Pelaihari – KALSEL, (19/6). PAKEM (Pengawas Aliran Kepercayaan) yang dalam hal ini dipimpin oleh Kajari Kabupaten Tanah Laut telah mengundang Jemaat Ahmadiyah Pelaihari untuk rapat koordinasi di ruang Auditorium Kejaksaan Negeri Tanah Laut di lantai 2.
Rapat ini digelar untuk mengambil keputusan perihal berkembangnya Jemaat Ahmadiyah di desa Pemalongan Kec. Bajuin. Pertemuan ini sendiri merupakan pertemuan lanjutan atas rapat yang pernah diadakan di tingkat Desa dan Kecamatan yang dinilai belum tuntas.
Persoalan yang diangkat sejatinya sederhana yakni pihak Ahmadiyah telah mengadakan sholat Jumat secara mandiri dan terpisah dari masyarakat muslim setempat dan muncul kekhawatiran warganya terpengaruh oleh dakwah Ahmadiyah.

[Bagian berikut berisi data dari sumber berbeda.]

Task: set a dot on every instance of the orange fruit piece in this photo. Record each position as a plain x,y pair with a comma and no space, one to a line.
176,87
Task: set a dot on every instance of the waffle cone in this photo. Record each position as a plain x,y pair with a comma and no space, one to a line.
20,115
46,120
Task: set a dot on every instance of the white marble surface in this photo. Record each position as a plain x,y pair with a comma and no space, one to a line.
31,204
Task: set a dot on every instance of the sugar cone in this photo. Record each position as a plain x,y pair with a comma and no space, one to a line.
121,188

Rapat dimulai pukul 09.45 dan dibuka oleh Bapak Abdul Rahman SH selaku Kepala Kejaksaan Negeri Kab. Tanah Laut. Beliau menyampaikan dalam pembukaanya bahwa berdasarkan informasi yang berkembang pihak Ahmadiyah dinilai telah meresahkan masyarakat Pemalongan padahal SKB sendiri telah melarang Ahmadiyah. Setelah pemaparan itu Kajari mempersilahkan Ahmadiyah untuk memberikan klarifikasi atas informasi tersebut.
Bapak Bani Ahmad selaku pengurus JAI Pelaihari lalu memberikan klarifikasi. Dan setelah itu Kajari mempersilahkan H. Syahrani selaku ketua MUI Kabupaten memberikan tanggapannya namun beliau memberikan kesempatan itu kepada MUI kecamatan yaitu Bapak H. Sufyan.

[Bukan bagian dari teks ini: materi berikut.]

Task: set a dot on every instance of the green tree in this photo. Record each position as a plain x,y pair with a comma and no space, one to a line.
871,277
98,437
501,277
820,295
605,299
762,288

Ketua MUI Kecamatan menyampaikan bahwa semua warga Pemalongan sejak bulan Oktober tahun 2018 sudah merasa resah dengan kehadiran Ahmadiyah. Warga, tokoh masyarakat dan agama berkali-kali datang kepada pihak Ahmadiyah meminta agar Ahmadiyah menghentikan kegiatannya, bahkan katanya sudah siap demo tapi beliau menahan warga agar tidak melakukannya dan mengarahkan untuk menunggu prosesnya saja. Intinya ketua MUI Kecamatan menegaskan bahwa 100 persen warga Pemalongan menolak keberadaan Ahmadiyah beserta segala kegiatannya termasuk sholat Jumat di tempat sendiri dan meminta bergabung dengan kaum muslimin setempat.
Setelah pemaparan dari MUI kecamatan lalu dilanjutkan pemaparan oleh MUI Kabupaten bidang Fatwa. Beliau menyampaikan bahwa buku Jawaban Amir Jemaat Ahmadiyah kepada Komisi DPR pemberian Bapak Aminullah (Mubda KALSEL) telah beliau pelajari. Namun ada bagian yang beliau belum pahami yakni mengapa Amir Ahmadiyah menjelaskan bahwa Hz. Mirza Ghulam Ahmad (as) adalah nabi dan rasul padahal tidak ada lagi nabi setelah Nabi Muhammad (saw) dan beliau mengutip surah Al-Ahzab ayat 40 dan hadis La nabiyya ba’diy.
Kesempatan emas ini tidak di sia-siakan oleh Mubda Kalsel. Beliau memberikan tanggapan bahwa sebelum menjawab pertanyaan dari pihak MUI beliau ingin mengklarifikasi pernyataan Kajari yang mengatakan bahwa Ahmadiyah telah dilarang dengan terbitnya SKB. Mubda Kalsel menjelaskan bahwa tidak benar SKB itu berisi surat pelarangan Ahmadiyah. SKB hanya mengatur dakwah Ahmadiyah agar tidak menyampaikan paham ada nabi lagi setelah nabi Muhammad (Saw) kepada masyarakat umum dan yang kedua SKB mengatur agar masyarakat tidak berbuat anarkis kepada Ahmadiyah.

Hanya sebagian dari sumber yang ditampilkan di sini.